Ob nun dank Tierversuchen mit einem Wachstumsserum (Tarantula, 1955) oder durch Atombombentests (Formicula, 1954) – die Vorstellung, dass zunächst harmlose Tiere wie Spinnen oder Ameisen zu riesenhafter Größe anwachsen und zur Bedrohung für den Menschen werden könnten, gegen die nur noch Flammenwerfer oder Napalm etwas ausrichten, war in den fünfziger Jahren allgegenwärtig.
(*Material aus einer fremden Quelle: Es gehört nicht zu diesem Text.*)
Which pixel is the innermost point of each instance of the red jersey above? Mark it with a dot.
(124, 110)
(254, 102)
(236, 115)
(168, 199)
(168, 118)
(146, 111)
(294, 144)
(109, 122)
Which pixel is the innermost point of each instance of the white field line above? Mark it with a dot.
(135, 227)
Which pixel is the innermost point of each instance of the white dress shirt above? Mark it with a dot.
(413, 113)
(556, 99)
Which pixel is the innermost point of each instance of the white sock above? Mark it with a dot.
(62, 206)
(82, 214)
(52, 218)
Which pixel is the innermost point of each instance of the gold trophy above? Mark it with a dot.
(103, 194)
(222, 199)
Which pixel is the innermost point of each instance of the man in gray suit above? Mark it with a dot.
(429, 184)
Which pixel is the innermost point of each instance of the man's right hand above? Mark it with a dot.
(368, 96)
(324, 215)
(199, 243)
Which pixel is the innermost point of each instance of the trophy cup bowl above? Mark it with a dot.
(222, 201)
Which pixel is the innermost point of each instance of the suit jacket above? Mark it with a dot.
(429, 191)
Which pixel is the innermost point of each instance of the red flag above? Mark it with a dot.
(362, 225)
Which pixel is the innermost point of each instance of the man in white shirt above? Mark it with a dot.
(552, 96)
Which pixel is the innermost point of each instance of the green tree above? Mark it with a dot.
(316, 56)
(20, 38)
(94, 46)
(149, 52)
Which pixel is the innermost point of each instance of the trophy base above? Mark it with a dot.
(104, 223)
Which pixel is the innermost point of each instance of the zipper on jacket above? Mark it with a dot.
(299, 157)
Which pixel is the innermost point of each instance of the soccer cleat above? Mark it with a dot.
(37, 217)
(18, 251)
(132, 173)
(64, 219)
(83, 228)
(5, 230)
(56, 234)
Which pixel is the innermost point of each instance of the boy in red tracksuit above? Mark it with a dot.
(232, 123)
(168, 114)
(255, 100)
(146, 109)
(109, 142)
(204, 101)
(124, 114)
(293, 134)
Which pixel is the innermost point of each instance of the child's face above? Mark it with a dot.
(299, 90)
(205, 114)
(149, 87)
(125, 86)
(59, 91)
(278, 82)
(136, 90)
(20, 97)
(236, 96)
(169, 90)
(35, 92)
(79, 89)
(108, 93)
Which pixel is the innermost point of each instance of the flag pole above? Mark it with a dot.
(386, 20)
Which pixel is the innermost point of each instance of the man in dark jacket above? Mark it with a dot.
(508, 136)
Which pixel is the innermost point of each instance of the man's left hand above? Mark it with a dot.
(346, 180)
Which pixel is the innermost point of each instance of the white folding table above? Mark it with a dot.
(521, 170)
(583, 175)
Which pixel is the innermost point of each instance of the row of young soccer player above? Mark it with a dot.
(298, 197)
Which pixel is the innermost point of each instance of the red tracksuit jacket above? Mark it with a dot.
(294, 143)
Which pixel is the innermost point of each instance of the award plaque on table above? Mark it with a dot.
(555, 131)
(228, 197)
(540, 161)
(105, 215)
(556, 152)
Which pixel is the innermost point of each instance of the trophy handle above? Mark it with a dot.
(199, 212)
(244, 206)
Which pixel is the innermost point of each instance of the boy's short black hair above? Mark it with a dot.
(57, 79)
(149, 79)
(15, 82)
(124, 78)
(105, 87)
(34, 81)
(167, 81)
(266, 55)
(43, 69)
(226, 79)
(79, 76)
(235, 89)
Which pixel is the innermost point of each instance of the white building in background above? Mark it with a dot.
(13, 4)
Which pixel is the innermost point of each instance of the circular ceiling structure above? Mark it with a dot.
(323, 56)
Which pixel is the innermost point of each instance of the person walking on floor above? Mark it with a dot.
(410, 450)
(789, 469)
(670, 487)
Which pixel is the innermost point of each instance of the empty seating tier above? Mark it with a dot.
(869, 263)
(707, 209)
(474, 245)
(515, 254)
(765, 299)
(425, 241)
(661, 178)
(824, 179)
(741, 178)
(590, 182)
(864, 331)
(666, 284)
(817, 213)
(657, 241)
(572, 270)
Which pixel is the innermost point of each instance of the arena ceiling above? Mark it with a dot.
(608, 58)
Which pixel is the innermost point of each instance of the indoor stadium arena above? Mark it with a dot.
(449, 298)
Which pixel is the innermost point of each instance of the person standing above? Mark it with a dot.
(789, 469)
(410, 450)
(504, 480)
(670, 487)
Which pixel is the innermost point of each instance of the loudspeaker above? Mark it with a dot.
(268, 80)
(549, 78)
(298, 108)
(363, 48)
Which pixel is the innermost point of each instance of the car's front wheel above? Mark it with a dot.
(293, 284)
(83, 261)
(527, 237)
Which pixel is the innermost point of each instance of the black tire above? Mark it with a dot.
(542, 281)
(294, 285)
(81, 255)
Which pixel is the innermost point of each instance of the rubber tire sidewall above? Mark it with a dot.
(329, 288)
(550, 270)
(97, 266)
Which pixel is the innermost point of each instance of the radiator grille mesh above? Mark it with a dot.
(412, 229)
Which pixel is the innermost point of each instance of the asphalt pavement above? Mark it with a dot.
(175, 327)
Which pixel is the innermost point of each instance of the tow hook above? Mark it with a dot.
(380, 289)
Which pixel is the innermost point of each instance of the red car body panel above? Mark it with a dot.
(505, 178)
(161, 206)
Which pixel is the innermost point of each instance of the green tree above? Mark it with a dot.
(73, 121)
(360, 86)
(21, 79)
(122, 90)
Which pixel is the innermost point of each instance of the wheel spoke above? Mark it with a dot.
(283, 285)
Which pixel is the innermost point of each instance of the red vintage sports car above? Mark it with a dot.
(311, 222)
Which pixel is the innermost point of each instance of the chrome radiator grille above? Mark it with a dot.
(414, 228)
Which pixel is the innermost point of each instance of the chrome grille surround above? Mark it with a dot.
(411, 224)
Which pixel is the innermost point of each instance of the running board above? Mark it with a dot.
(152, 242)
Der erwartbare Horror hielt mich aber nicht davon ab, den Fernseher einzuschalten, wenn im Dritten Programm das Gruselkabinett lief und der geflüsterte Vorspann „Mumien, Monstren, Mutationen“ einen weiteren B-Movie von Jack Arnold oder einem anderen Regisseur dieses Genres ankündigte.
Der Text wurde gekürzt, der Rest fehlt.